Truth, Justice and the American Way 

Faster than a speeding bullet, more powerful than a locomotive, able to leap tall buildings in a single bound, heck, ma, this American icon flies. 

On March 14, Karen and I finally had a chance to do something that we’ve discussed doing for quite some time, watch an American icon as presented through eight decades of movie and television media.  

For almost as long as there have been superheroes, Superman has been leaping over tall buildings in a single bound and fighting for truth, justice, and the American way. While many of the elements remained the same, different decades have generated different spins on the Man of Tomorrow. 

While these days, Superman is referred to as a boy scout, I was surprised to see the 1950 Serial has Superman making some very un-boyscout choices. His method of eliciting information from a captured criminal by tossing him out of a window and playing catch with him was …not the Superman that I’m used to seeing.

I was also surprised to see Superman fighting the Nazi’s in a 1941 cartoon. Although, I shouldn’t have been, everyone needed to chip in. However, what was more interesting was the predominance of Superman fighting the Japanese. In one episode, he spends each night damaging Japanese ships, while spending Clark Kent days incarcerated in a Tokyo hotel room. I’m used to the image of Superman flying boldly, his primary colors fluttering. As, Lois says in the 1990s Animated adventures, “Look at that S. I mean look at him. He’s strong. He flies. He’s a Nitchean Superman all wrapped up in a red cape.” The representation of Superman as a saboteur conducting a war from the shadows was unexpected.

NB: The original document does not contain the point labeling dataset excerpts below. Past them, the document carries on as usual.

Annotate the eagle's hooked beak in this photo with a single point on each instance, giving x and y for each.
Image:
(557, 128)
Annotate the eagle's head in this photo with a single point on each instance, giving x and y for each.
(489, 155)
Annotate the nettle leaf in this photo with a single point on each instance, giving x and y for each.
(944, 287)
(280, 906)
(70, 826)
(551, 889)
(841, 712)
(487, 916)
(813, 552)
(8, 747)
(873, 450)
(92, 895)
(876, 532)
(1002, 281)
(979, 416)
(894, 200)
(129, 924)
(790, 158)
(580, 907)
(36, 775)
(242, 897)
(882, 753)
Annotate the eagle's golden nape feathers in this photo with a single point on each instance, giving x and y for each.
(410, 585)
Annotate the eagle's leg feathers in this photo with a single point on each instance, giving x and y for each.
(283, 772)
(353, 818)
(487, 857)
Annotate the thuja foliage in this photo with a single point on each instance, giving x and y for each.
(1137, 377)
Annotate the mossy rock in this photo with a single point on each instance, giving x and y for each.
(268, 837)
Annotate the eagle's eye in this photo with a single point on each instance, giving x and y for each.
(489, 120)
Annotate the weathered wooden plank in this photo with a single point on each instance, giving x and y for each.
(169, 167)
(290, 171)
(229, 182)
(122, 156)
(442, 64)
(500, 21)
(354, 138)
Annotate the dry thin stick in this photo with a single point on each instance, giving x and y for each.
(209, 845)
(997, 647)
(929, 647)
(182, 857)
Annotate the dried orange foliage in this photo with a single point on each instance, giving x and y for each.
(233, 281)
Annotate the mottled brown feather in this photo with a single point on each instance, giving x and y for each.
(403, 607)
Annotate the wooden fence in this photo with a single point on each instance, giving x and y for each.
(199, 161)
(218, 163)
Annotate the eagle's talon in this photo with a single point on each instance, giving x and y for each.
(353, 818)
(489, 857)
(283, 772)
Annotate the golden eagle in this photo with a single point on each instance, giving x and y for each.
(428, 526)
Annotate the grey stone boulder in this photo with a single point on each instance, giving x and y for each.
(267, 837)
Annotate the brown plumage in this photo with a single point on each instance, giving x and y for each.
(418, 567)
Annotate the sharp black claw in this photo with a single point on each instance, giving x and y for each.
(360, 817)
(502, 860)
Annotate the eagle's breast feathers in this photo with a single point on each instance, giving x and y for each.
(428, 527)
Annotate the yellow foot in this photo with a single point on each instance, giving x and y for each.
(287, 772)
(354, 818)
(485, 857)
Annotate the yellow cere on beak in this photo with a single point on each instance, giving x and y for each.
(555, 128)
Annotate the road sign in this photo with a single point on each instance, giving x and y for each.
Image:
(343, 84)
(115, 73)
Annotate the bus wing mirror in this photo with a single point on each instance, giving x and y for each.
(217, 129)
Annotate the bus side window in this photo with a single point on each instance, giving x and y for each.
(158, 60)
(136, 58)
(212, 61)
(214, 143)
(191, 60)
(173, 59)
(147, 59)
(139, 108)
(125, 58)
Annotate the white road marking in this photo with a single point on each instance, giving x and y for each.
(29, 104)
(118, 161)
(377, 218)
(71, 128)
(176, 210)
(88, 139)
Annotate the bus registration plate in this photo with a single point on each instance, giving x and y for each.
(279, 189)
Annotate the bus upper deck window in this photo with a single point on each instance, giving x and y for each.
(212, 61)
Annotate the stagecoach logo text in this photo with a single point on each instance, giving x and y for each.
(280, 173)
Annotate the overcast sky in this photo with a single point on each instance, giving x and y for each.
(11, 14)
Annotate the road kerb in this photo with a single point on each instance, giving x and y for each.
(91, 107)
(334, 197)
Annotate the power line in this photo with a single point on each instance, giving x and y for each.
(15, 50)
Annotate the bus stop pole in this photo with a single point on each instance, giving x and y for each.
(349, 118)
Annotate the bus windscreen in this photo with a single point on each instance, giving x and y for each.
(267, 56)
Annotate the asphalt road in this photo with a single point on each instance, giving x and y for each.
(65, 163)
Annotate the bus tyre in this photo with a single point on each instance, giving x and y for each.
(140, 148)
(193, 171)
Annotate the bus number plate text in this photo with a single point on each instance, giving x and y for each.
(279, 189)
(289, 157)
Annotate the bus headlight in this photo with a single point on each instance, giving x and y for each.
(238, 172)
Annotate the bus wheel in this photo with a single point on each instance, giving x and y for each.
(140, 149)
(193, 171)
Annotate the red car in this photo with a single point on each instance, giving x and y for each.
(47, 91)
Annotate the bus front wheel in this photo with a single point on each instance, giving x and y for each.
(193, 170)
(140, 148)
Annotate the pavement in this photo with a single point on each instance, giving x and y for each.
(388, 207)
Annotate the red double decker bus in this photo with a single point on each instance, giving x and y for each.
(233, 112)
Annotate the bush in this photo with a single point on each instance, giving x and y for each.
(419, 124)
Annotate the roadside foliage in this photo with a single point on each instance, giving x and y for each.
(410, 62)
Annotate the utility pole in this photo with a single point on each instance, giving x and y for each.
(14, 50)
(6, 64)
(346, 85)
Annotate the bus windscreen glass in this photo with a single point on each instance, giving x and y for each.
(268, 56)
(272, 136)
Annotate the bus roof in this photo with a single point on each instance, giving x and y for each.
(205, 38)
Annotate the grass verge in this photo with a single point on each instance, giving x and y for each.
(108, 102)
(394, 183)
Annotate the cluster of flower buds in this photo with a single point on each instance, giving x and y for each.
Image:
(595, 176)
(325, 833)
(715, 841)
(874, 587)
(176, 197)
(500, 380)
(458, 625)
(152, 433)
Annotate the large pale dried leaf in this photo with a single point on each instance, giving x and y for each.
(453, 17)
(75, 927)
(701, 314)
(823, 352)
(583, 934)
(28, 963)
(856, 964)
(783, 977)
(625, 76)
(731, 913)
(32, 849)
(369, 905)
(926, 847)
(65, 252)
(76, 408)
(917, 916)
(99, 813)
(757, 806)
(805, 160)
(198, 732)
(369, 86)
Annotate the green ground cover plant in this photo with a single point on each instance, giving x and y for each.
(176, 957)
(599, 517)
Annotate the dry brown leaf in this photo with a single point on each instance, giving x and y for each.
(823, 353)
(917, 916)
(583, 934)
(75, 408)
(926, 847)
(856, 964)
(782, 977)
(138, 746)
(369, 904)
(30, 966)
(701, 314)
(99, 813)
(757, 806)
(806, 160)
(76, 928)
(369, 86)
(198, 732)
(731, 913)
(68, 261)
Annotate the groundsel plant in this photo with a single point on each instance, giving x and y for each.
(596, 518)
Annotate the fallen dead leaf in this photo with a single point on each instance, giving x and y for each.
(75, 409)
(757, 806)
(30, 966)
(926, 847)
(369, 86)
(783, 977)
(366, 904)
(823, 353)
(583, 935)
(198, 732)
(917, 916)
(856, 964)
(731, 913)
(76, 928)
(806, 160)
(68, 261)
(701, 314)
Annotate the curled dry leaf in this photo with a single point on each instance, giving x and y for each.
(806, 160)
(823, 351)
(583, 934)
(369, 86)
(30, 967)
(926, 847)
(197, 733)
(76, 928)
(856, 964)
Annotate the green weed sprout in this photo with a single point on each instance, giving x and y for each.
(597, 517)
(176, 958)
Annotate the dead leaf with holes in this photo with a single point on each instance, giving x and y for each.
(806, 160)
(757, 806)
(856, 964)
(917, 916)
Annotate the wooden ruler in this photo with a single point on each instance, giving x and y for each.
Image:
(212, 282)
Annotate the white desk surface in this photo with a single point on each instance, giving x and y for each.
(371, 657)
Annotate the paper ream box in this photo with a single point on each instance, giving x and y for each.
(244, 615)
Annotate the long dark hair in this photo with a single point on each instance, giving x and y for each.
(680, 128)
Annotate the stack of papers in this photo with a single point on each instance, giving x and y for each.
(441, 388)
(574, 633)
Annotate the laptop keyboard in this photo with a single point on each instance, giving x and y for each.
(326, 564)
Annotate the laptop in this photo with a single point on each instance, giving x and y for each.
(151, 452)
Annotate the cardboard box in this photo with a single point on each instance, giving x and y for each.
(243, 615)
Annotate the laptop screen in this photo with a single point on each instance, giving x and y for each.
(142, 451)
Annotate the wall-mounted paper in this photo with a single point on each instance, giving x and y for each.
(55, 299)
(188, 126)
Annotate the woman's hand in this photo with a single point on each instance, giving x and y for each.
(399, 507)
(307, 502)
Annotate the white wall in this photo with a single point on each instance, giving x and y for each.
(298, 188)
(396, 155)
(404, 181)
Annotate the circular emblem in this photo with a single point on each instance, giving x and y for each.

However, the recurring religious iconography came as no surprise. The 1990s animated version has Superman first saving a child, who calls him a blue angel with red wings. I’m told that el is Hebrew for “of god.” This is why the archangels have names like Uri-el, Rapha-el, Gabri-el, and Micha-el. Red wings/a cape that never clasps in the front, but always grows out of his suit.

The 1950s T.V. show had Clark’s adoptive mother making the suit out of the Kryptonian blanket in which he was wrapped. I got the impression from the 1970s movie that the suit grew organically during his long stay at the Fortress of Solitude with his father’s talking head hologram, a clear parallel to the God as beard in the sky idea. The movie presents one of the more messianic versions of the Superman myth. Kal-el’s star shaped ship, Superman conferring with his incorporeal father, the constant references to humans needing a light to follow, Superman’s trick of bringing the dead back to life. Only closely followed by Smallville, where there is no suit, but in the first episode young Clark is made weak with kryptonite and crucified in a corn field.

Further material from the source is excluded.